President’s message / Zombie schemes & bad outcomes

By Brenda Austin-Smith

Why is it that bad ideas—like austerity budgeting, for example—seem immune to their own failures? Why do they keep coming back to life no matter how often they are put to the test, found wanting, and then discarded? The reanimation of performance indicators in post-secondary education is the most recent example of a bad idea come round again, tied in several provinces to something called “performance-based funding” for colleges and universities. About a decade ago, these were known as Key Performance Indicators (KPIs). As the authors of the CAUT publication Counting Out the Scholars show, the rage for indicators, metrics, and outcomes of various kinds has been with us since at least in the mid-19th century, born from the efforts of governments to achieve maximum efficiency in a variety of public services, no matter how inappropriate and destructive those efforts might be.

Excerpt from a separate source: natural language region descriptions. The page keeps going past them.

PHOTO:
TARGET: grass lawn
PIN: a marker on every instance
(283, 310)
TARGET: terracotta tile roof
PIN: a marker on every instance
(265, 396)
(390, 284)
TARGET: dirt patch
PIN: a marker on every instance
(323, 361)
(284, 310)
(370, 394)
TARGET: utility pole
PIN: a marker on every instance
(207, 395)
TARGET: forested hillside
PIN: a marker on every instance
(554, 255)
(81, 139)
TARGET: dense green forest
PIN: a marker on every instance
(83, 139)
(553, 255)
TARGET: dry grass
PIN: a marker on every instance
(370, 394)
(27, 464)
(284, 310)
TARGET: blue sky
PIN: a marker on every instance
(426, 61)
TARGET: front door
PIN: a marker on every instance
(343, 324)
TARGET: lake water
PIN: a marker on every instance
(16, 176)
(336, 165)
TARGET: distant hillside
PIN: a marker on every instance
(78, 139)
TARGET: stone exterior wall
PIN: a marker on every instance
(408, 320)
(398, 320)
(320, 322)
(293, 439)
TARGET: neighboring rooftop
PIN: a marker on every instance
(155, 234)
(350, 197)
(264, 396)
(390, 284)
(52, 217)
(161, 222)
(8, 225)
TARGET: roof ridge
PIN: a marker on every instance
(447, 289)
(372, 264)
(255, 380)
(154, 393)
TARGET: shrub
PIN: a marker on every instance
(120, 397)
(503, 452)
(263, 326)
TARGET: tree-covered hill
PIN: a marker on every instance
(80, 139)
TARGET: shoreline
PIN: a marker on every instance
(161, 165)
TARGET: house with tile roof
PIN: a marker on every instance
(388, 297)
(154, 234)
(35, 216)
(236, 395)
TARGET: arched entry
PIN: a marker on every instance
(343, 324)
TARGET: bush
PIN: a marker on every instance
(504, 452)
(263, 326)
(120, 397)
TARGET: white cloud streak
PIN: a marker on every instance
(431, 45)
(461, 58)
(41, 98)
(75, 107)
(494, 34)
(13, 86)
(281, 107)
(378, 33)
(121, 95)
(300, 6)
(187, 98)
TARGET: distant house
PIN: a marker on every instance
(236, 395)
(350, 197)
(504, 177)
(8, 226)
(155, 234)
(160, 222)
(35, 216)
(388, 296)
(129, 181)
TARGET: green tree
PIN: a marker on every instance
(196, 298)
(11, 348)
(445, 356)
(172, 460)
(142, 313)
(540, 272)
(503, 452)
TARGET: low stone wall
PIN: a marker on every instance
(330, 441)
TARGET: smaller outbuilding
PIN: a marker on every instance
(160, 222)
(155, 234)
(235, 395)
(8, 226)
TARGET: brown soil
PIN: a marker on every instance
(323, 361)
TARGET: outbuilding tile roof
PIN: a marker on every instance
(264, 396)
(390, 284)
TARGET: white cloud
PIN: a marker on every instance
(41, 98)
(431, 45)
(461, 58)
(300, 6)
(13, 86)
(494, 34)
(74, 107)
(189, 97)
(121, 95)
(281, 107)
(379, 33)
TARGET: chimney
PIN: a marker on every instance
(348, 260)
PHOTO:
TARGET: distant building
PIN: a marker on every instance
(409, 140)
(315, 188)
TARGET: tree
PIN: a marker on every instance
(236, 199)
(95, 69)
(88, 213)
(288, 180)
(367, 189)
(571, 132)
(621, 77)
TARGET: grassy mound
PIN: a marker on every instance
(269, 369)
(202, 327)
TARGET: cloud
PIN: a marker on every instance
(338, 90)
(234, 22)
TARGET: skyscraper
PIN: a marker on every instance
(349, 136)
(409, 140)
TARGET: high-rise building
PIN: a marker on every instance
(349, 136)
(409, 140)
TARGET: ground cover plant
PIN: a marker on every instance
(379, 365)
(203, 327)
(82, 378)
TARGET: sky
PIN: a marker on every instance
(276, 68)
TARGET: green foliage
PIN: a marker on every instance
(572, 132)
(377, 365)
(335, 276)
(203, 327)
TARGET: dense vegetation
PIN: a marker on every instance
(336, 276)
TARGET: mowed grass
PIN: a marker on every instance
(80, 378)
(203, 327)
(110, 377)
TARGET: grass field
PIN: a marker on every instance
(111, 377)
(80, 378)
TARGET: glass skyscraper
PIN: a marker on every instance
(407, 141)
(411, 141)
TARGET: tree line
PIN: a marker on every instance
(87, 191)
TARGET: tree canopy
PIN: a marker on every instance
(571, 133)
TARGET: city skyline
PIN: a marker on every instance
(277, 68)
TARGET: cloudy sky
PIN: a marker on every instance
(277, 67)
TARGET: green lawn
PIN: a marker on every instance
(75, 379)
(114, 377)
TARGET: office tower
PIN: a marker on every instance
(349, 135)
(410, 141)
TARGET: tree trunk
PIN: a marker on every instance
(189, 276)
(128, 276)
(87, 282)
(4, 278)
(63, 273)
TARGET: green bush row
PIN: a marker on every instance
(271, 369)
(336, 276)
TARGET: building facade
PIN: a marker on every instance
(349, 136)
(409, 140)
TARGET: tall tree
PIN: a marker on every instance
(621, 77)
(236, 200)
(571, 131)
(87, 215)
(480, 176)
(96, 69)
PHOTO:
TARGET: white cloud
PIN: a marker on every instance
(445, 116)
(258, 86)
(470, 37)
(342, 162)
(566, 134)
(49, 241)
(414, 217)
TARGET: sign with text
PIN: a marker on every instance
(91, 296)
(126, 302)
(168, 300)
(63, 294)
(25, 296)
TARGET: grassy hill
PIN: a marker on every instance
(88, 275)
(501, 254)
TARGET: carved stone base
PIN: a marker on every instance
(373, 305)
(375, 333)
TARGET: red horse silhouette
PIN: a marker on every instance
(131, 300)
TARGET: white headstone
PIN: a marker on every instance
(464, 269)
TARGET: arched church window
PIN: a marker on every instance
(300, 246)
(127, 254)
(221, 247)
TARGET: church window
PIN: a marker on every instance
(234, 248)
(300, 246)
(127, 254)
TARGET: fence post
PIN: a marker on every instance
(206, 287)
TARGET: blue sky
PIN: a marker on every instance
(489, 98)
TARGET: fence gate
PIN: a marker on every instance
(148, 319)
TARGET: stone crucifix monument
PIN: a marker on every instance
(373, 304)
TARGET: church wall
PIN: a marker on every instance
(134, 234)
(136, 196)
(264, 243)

While efficiency may be desirable, and its achievement even possible, in the production of standard items, or in the execution of routine tasks, it makes no sense in the provision of public services as creative and responsive as education. One critique of performance-based funding, published in 2016 by The Century Foundation, points out the complexity of the process of teaching and learning, which makes the application of measurements like rates of graduation, or numbers of grads per program, reductive and useless. “It may be easy to count the number of graduates,” writes author Nicholas Hillman, “but the process of creating a college graduate is anything but simple.”

Teaching students isn’t like folding pizza boxes. One set of actions doesn’t serve all purposes. Nor does limiting the range of courses in the name of system efficiency produce the kind of intellectual agility we expect and need from those who receive post-secondary education. No one thinks of mentorship, intellectual growth, the cultivation of curiosity, and the support of innovation in terms of routine practices and predictable outcomes. Anyone with experience knows this: teachers adapt to classroom dynamics, can spot students who need more attention, and can sense when a lesson needs to shift radically in order to address an unexpected question. Responsiveness to students with a wide range of needs, interests, and capacities, not efficiency at all costs, is the key to a high-quality public education. And of course, students bring their own imaginations and curiosity to the classroom. They have minds of their own, and are eager for discussion, challenge, and debate, not rote training.

Despite a history of failure, the mania for performance-based funding has come roaring back in Alberta, Ontario, and is likely to roll out in Manitoba, as well as other provinces. It’s not only that many of the measures imposed on institutions are outside their control, such as rates of degree completion. It’s also that they bear no relation to the qualitative experience of either teaching or learning. Funding colleges and universities on the basis of how much money their graduates earn, for example, is a shocking move. It suggests a truly ugly view of the world in which money determines the social value of everything. It’s a world in which institutions that form students for careers in public service, the non-profit sector, creative work, and—yes—education, are punished for doing so.

I’m pretty certain the governments summoning the zombie of performance-based funding back to life realize that their inappropriate measures can’t possibly make any college or university better at educating anyone. Rather, it’s a cynical move intended to set us up for failure, so that planned cuts can be cloaked as the result of “objective measures” that are actually loaded with ideology. The point is ultimately to control post-secondary institutions, and the work that takes place in them.

The suspicion and dislike of higher education embedded in performance-based funding is really directed at universities and colleges as places where knowledge, reflection, wonder, and fascination are unrestricted, and do not inevitably contribute to capital. The desire to control programs and curricula, to bring education and educators to heel, is a measure of the distrust and fear with which creative and critical thinking is regarded in some quarters.

But those of us dedicated to the work of education know that knowledge and the imagination are always unruly, and will always escape measurement. Wisdom, not efficiency, is our goal, and achieving that takes time.